Eggplant Parmigiana with Romesco Sauce

One of the most comforting Italian fall dishes.. except instead of traditional red sauce, we’re using romesco sauce to kick it up a notch! 

Ingredients:

  • 2 bottles of LIVWELL Calabrian Chlii Romesco Sauce
  • 4 large eggplant sliced into ¼ inch thick discs
  • 1/2 cup olive oil for brushing
  • 2 cups grated Parmigiano Reggiano
  • 1 lb of fresh mozzarella
  • 1 large bunch fresh basil
  • 3 tsp sea salt 

Directions:

Preheat oven to 40 0degrees F. Set a wire rack over 3-4 large cookie sheets.
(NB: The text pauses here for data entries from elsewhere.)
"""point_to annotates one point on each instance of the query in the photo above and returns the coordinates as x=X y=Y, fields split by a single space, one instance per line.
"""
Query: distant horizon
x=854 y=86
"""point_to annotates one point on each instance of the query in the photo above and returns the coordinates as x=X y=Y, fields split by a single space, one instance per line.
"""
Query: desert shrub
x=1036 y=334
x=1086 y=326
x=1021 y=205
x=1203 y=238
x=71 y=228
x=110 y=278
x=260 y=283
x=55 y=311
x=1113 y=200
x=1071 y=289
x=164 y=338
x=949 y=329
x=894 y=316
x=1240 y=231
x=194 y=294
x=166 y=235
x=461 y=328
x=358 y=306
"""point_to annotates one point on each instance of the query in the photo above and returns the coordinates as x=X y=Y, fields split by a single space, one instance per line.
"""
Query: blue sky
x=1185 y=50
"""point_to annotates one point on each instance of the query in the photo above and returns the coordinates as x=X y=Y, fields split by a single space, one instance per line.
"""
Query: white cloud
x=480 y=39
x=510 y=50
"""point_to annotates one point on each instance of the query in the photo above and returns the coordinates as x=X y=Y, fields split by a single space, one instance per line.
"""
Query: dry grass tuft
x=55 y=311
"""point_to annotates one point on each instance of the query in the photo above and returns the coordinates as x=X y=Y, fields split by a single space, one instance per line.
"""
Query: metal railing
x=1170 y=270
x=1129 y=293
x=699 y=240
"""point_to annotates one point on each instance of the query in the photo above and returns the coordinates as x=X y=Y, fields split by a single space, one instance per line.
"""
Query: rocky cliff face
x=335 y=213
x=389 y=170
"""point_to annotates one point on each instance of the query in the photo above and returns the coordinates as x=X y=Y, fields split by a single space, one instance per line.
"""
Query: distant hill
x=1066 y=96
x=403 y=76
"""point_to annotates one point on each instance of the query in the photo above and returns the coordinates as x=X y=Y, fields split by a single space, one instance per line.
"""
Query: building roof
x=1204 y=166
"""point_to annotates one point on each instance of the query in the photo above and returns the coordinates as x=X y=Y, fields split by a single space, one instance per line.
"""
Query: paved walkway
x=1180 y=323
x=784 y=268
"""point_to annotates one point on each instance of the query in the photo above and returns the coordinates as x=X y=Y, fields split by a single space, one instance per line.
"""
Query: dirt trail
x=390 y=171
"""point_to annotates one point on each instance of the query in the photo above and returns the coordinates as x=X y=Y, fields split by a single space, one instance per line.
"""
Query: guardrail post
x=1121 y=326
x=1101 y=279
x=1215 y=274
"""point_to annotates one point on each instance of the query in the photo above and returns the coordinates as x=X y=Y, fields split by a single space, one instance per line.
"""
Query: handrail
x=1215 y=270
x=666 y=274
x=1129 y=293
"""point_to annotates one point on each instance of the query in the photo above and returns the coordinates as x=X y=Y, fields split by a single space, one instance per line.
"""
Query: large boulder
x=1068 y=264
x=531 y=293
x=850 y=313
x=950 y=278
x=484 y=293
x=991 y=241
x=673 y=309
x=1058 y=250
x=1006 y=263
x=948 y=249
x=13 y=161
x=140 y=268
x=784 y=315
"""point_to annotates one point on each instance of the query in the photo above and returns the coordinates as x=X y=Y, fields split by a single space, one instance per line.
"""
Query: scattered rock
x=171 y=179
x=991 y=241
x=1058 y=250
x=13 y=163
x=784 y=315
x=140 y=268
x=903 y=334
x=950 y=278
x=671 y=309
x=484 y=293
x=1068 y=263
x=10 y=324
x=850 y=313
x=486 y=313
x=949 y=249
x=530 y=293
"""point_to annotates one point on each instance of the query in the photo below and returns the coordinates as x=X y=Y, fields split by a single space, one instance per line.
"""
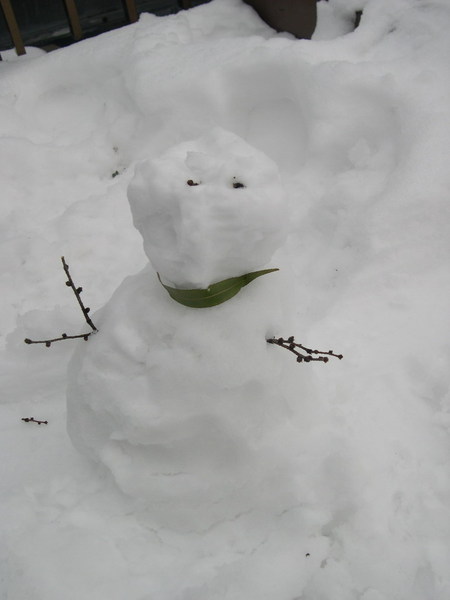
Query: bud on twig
x=85 y=310
x=292 y=346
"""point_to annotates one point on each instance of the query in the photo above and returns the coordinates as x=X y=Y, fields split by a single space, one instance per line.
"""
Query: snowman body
x=183 y=405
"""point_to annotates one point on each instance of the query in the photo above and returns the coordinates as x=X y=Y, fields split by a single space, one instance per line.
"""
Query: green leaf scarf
x=216 y=293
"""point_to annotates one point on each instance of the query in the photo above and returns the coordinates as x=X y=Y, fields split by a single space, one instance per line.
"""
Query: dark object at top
x=298 y=17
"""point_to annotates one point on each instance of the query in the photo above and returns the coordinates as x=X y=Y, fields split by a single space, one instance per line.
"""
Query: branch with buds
x=292 y=346
x=84 y=309
x=33 y=420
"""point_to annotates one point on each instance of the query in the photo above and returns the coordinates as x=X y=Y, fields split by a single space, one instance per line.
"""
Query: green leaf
x=216 y=293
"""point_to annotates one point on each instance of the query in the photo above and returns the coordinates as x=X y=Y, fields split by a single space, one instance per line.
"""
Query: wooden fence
x=73 y=19
x=295 y=16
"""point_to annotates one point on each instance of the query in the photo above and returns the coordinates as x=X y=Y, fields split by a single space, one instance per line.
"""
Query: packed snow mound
x=209 y=209
x=181 y=405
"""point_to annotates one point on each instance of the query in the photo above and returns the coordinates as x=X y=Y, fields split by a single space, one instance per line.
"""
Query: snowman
x=182 y=402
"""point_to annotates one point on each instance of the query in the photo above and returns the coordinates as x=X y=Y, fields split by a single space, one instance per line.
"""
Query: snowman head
x=208 y=209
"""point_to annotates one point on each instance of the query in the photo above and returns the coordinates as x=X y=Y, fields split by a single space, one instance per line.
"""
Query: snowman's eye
x=237 y=184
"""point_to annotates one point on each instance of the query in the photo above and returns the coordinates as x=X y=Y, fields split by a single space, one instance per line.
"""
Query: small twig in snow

Place your sliced eggplant on cookie sheets and salt lightly on both sides. Let the eggplant sit for ½ hour. Using a paper towel , wipe the moisture off the eggplant and place them back on the wire racks. Roast the eggplant for 20 mins each side.

Next, using a 8X10 baking dish, add thin layer of Romesco sauce to bottom of the dish. Then, start to layer eggplant, sauce, grated parm, mozzarella, fresh basil. End with a heavy layer of grated parm. Bake for 20 mins. Pull the pan from the oven and top with fresh chopped basil. Mangia!